Interannual variation in geolocator effects

Although we found no differences between geolocator and control birds for the combined study period, some traits differed in specific years. These differences can most likely be explained by low sample sizes in some years, most particularly in 2012 when we only had 5 control versus 12 geolocator individuals, and for which we found geolocator birds to be in better body condition and to start breeding earlier. In later years, smaller numbers of control individuals were available, because the largest part of the population were equipped with a geolocator. Therefore, the pool of control birds that never had a geolocator got smaller.

Another explanation for the differences could also be related to interannual variations in environmental conditions, be it on the nonbreeding grounds, along the migration route or upon arrival back in the breeding grounds. For instance, body condition of Montserat Orioles (Icterus oberi) was lower when pre-breeding rainfall was low (Oppel et al. 2013) and reproductive success in shrubsteppe sparrows was greater in years with wetter compared to drier conditions in the breeding grounds (Rotenberry and Wiens 1991). Carrying a device might be an additional constraint in such years with harsher conditions (Pietz et al. 1993; Bro et al. 1999) affecting traits negatively, while under ‘normal’ environmental circumstances a device might exhibit no effect.

Conclusion

It is clear that tracking devices allow sampling very valuable data for fundamental and conservation-oriented research, but results should be interpreted with caution. Besides animal welfare issues, inference based on such data can be compromised if the tracking device affects the behavior or performance of the individuals or because they induce a selection towards strong individuals. Here, we found no effect of geolocators for a European population of medium-sized near-passerine birds, the Eurasian Hoopoe. Even though effects of devices are likely linked to the relative weight of the device and the individual’s behavior and are thus species-specific, such results could be similar for other medium-sized ground-foraging migrants, such as Rollers (Coracias garrulus) or birds where the geolocators have a similar relative weight (<2 %).

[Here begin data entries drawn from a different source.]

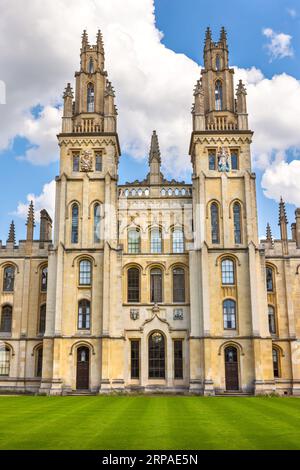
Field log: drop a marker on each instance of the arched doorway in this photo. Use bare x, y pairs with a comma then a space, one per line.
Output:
83, 368
156, 353
231, 368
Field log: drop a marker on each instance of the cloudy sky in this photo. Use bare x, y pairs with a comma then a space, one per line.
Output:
153, 58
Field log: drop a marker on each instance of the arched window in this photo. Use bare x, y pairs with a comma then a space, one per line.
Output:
133, 285
134, 240
42, 319
75, 214
276, 362
214, 216
4, 360
229, 314
178, 285
44, 279
272, 320
156, 242
97, 223
228, 274
8, 279
90, 98
156, 356
178, 240
237, 223
91, 65
84, 314
6, 319
156, 285
270, 279
219, 95
85, 272
39, 362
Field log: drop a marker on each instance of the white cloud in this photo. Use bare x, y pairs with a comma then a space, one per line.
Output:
282, 179
279, 45
154, 85
45, 200
292, 12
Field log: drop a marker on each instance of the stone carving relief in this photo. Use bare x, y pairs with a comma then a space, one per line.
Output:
86, 160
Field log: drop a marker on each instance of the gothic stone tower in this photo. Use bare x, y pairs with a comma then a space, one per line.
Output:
230, 344
83, 301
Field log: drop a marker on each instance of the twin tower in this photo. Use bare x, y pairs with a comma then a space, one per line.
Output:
157, 285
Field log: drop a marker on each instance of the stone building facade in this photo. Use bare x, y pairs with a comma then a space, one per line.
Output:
153, 285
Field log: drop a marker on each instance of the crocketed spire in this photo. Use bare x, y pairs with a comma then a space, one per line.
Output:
154, 148
282, 213
30, 222
12, 233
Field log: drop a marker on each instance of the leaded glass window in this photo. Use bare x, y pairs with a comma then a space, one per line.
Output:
178, 359
234, 160
97, 223
42, 319
84, 309
178, 240
237, 223
270, 279
44, 279
214, 215
218, 96
229, 314
271, 318
75, 214
98, 162
8, 279
178, 285
135, 359
134, 240
212, 160
228, 271
85, 272
6, 319
156, 285
156, 241
90, 98
276, 368
156, 356
39, 362
4, 360
76, 161
133, 285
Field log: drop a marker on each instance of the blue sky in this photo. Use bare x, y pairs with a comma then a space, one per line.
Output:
183, 25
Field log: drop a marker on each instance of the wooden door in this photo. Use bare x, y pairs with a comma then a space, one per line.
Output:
231, 368
83, 368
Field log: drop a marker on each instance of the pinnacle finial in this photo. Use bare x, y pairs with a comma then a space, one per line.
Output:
208, 37
154, 148
30, 222
85, 40
269, 233
30, 216
109, 89
12, 234
68, 93
100, 44
282, 213
241, 89
223, 35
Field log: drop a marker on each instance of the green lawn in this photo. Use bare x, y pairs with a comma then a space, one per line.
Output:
149, 422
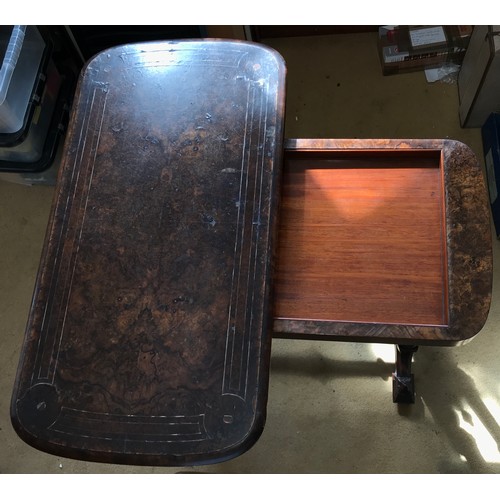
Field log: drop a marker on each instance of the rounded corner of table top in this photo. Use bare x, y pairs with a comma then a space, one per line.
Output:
462, 226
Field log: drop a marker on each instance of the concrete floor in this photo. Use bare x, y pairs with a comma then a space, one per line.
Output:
330, 407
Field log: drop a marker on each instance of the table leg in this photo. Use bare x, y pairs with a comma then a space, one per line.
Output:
403, 386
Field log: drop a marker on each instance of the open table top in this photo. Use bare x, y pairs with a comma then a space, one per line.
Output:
383, 241
149, 336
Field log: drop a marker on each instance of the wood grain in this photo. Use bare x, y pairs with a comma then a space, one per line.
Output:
362, 242
149, 337
383, 240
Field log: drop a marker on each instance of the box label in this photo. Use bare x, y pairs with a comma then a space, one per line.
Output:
427, 36
490, 173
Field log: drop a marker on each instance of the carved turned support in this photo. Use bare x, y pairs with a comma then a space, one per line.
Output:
403, 386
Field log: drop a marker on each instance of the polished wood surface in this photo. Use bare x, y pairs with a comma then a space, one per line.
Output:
361, 239
149, 337
383, 241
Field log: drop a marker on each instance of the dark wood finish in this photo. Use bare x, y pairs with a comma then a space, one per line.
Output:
403, 380
351, 247
383, 241
149, 336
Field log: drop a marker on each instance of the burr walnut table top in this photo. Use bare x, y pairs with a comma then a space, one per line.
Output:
383, 240
149, 336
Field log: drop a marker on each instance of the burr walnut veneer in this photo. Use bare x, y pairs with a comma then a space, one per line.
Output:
178, 208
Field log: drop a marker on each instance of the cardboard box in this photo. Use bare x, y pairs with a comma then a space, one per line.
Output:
415, 48
491, 146
479, 77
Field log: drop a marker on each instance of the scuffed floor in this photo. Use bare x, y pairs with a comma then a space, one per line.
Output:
330, 407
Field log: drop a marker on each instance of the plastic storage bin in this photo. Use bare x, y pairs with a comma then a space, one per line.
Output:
21, 51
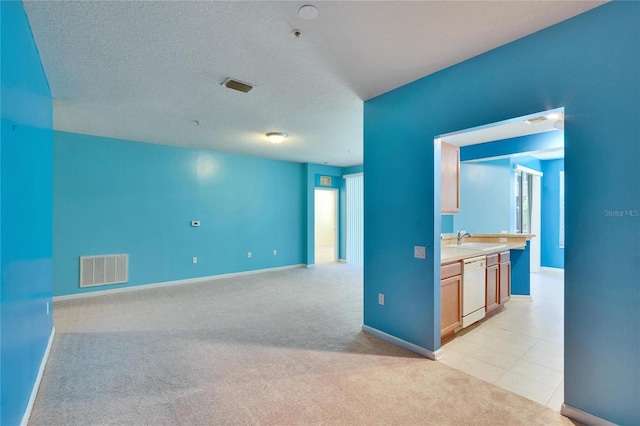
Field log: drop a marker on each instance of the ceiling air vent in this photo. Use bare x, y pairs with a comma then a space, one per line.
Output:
535, 120
238, 85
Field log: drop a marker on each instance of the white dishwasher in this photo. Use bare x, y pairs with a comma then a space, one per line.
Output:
473, 289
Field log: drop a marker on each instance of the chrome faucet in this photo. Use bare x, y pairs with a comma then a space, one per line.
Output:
461, 234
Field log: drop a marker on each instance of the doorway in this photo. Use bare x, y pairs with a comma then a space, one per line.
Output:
530, 333
326, 225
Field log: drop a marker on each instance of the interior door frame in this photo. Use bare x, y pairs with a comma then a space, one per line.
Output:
336, 218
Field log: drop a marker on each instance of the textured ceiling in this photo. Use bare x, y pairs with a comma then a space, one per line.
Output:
147, 71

Furthermore, our study shows that results can only be considered robust when looking at several years and at a range of life-history traits. We thus recommend investigating effects of tracking devices over several years to include a range of particular environmental conditions and to focus on a broad array of variables. Finally, using a capture–recapture model as proposed here may be a better way to investigate demographic parameters than solely reporting return rates.